Витгенштейн был не только логиком, но еще и патриотом и пацифистом. Он придерживался очень высокого мнения о русских, с которыми братался на фронте. Он рассказывал, как однажды в галицийской деревушке от нечего делать набрел на книжную лавку, а в ней была одна-единственная книга — размышления Толстого о Евангелии. Он купил ее, прочел, и она оказала на него глубокое действие. На какое-то время он сделался весьма религиозным, ему даже казалось недостойным общаться со мной. Чтобы заработать на жизнь, Витгенштейн уехал учительствовать в начальной школе в австрийской деревне Траттенбах. Он, бывало, писал мне оттуда: «Жители Траттенбаха безнравственны». Я отвечал: «Все люди безнравственны». В ответ он писал: «Это правда, но жители Траттенбаха безнравственны более других». Я отвечал, что такое заявление противно логике. Но у него было оправдание: крестьяне отказывались снабжать его молоком, считая, что арифметика, которой он учит их детей, не имеет никакого отношения к деньгам и материальным расчетам. Он, должно быть, страдал от голода и лишений, но из его уст почти никогда не срывалось ни слова жалобы, он обладал дьявольской гордыней. Его сестре пришла в голову удачная мысль начать строительство дома и нанять его в качестве архитектора. Это обеспечило ему несколько лет безбедного существования, а потом он поступил преподавателем в Кембридж, где сын Клайва Белла[19]

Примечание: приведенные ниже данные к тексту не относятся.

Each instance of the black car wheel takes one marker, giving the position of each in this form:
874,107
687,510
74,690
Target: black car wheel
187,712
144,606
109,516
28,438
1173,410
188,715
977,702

сочинял на него эпиграммы. Он не умел общаться с людьми. Уайтхед так описывал первый визит к нему Витгенштейна: его проводили в гостиную, где семья пила чай; не заметив присутствия миссис Уайтхед, он некоторое время молча шагал из угла в угол, а потом его как прорвало: «Пропозиция имеет два полюса. Это a и b». «Я, — рассказывал Уайтхед, — естественно, спросил, что такое а и b, но осекся, поняв, что сказал глупость. „А и b не определяются“, — громовым голосом возгласил Витгенштейн».Как у всех великих людей, у него были свои слабости. В 1922 году, в самый разгар его мистического вдохновения, когда он со всей серьезностью уверял меня, что лучше быть добрым, нежели умным, выяснилось, что он до ужаса боится ос и клопов и не может из-за них остаться на еще одну ночь в гостинице, которую мы сняли в Инсбруке. После путешествия по России и Китаю я приобрел иммунитет против такого рода неудобств, но в данном случае все доводы были бессильны. Если не считать этих маленьких фобий, он был личностью совершенно необыкновенной.
Почти весь 1920 год я провел в поездках. На Пасху меня пригласили с лекциями в Барселону, в Каталонский университет. Из Барселоны я поехал на Майорку, где остановился в гостинице Соллера. Старый хозяин гостиницы (единственной в этой местности) объявил, что поскольку он вдовец, то готовить еду не сможет, зато мне позволяется в любое время срывать в саду апельсины. Он сказал это с таким величественным видом, что мне ничего не оставалось, как выразить глубочайшую признательность. На Майорке у меня началась великая распря с Дорой, не прекращавшаяся много месяцев на всех широтах и долготах.
Я планировал отправиться в Россию, и Дора собиралась ехать со мной. На мой взгляд, ехать ей туда смысла не было, поскольку она не проявляла особого интереса к политике, тем более что поездка могла оказаться довольно рискованной из-за свирепствовавшего в стране тифа. Но мы оба были неуступчивы, и компромисс был недостижим. До сих пор считаю, что прав был я, а она думает, что права была она.